Brandt defines a sponsor of literacy as things that "enable, support, teach, model, as well as recruit, regulate, suppress, or withhold literacy - and gain advantage by it in some way." I had never thought of a "sponsor" being something that would work against what is being sponsored. Sounds like a sponsor is something with authoritative influence in a certain area.
The example that I thought was most interesting was Dora Lopez, who had a ridiculously limited access to things in Spanish. Driving 70 miles for newspapers? I guess that's what happens when you live in the Midwest. It had never occurred to me that things are probably pretty hard if you don't know English in this country.
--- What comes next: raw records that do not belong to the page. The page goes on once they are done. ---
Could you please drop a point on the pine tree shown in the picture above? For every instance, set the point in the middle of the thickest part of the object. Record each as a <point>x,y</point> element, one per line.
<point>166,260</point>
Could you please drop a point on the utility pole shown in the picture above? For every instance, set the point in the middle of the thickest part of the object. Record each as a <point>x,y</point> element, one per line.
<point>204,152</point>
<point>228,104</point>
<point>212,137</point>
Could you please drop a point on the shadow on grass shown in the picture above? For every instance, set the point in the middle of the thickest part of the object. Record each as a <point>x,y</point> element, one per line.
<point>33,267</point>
We don't officially have a national language, but, practically, it's English.
I guess my sponsors of literacy would be my parents, the NYS public school system, and the local library. I got read to before bed, read a lot of the young adult section of the library, and obviously had to read and write all kinds of stuff in school (okay, that's a lie, I wrote the same academic, five paragraph, boring-as-boiled-chicken essay that everyone else did). I guess school also suppressed some literacy there, because I wish I had been given the chance to write something I was really invested in and that I, frankly, liked.
Another way, and perhaps the most important, that my parents have been literacy sponsors, is that they haven't given me an ounce of trouble about going off into the big bad world as a Writing Major with an English Minor. I'm not exactly the most sought-after type of employee, but they haven't tried to push me towards anything more financially profitable.